Seqüestradores de arcebispo iraquiano queriam US$1 milhão

Corpo da autoridade católica é encontrado sem sinais de tiros; ele foi levado no dia 29 de fevereiro

REUTERS

14 de março de 2008 | 09h10

Os seqëestradores do arcebispo católico caldeu encontrado morto na cidade de Mossul, no norte do Iraque, pediram resgate de US$ 1 milhão, disse uma importante autoridade civil na sexta-feira, 14.Paulos Faraj Rahho, arcebispo de Mossul, que fica 390 km ao norte de Bagdá, foi sequestrado no dia 29 de fevereiro, depois que atiradores atacaram seu carro e mataram o motorista e dois guardas. O corpo de Rahho foi encontrado em um terreno baldio no leste da cidade na quinta-feira. O primeiro-ministro iraquiano, Nouri al-Maliki, culpou a Al-Qaeda pela morte. "Fomos informados de que os sequestradores chegaram a falar com os familiares do arcebispo sequestrado. Ouvimos que os pedidos de resgate chegaram a US$ 1 milhão", disse o brigadeiro-general Khlaed Abdul Sattar, o porta-voz da Província de Nineveh, da qual Mossul é a capital. Andraws Abuna, assistente do patriarca caldeu do cardeal de Bagdá Emmanuel III Delly, disse que as autoridades cristãs e os sequestradores mantiveram contato, mas não sabia de nada sobre o resgate. O Exército dos Estados Unidos também alegou que não tinha detalhes sobre o resgate, mas os oficiais norte-americanos no norte do Iraque disseram que os seqüestradores podem ter pedido dinheiro. Abuna disse que a igreja em Mossul recebeu uma ligação na quinta-feira, informando que Rahho estava morto.

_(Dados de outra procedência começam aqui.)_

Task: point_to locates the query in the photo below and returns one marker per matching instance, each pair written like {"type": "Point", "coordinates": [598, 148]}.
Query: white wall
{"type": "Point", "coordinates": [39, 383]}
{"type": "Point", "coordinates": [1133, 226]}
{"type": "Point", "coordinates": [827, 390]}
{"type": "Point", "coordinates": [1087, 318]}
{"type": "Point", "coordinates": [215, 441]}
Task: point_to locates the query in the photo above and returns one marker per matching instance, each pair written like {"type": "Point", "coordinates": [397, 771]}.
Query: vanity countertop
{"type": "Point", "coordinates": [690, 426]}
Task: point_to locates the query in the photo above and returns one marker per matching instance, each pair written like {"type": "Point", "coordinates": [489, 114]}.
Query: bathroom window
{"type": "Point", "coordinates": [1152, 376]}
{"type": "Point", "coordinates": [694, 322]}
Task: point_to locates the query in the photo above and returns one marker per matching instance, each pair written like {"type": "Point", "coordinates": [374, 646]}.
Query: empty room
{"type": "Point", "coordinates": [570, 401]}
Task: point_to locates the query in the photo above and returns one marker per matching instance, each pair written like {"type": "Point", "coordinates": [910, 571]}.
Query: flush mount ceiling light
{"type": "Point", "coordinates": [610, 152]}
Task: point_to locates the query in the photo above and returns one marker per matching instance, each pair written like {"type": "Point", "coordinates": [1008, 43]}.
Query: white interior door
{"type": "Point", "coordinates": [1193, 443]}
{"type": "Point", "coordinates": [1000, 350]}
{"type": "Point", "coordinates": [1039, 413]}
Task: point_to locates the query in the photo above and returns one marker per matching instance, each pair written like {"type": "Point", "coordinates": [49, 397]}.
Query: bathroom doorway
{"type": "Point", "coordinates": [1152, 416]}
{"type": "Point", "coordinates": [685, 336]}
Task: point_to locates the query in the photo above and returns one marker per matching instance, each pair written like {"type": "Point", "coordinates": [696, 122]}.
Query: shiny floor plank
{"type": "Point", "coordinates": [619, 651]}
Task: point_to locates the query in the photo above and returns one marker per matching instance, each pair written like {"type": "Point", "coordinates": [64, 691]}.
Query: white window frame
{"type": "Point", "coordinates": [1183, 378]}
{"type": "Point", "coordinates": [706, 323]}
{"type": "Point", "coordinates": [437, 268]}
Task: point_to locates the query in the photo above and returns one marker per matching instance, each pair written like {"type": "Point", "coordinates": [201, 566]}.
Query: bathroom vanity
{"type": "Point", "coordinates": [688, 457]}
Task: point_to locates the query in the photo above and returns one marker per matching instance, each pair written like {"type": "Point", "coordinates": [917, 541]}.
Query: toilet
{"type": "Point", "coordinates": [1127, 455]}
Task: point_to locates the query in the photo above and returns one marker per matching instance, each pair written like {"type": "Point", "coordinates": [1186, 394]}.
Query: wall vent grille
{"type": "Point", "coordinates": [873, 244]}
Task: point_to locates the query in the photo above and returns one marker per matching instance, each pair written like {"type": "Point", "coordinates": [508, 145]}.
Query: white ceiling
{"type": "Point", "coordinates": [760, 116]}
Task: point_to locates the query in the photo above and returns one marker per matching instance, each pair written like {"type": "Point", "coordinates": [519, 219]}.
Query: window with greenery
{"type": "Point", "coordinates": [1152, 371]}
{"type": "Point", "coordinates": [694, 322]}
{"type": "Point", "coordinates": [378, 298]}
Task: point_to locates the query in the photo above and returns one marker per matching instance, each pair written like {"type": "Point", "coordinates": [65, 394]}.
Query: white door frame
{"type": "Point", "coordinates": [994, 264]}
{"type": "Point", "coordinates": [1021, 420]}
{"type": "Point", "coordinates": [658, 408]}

Os membros da igreja encontraram o corpo enterrado pela metade em um terreno baldio e o levaram para o necrotério da cidade, disse Abuna, acrescentando que não sabia quem fez a ligação. A polícia informou que não estava claro se Rahho, 65, foi assassinado ou morreu de causas naturais. Ele parece ter morrido há uma semana e não tem marcas de bala, disse a polícia no necrotério de Mosul. Segundo Sattar, o corpo mostrava sinais de decomposição. Várias igrejas já foram bombardeadas e clérigos cristãos, sequestrados e mortos desde a invasão norte-americana, em 2003. O ex-arcebispo de Mosul, Basile Georges Casmoussa, foi sequestrado em 2005, mas libertado depois de um dia no cativeiro.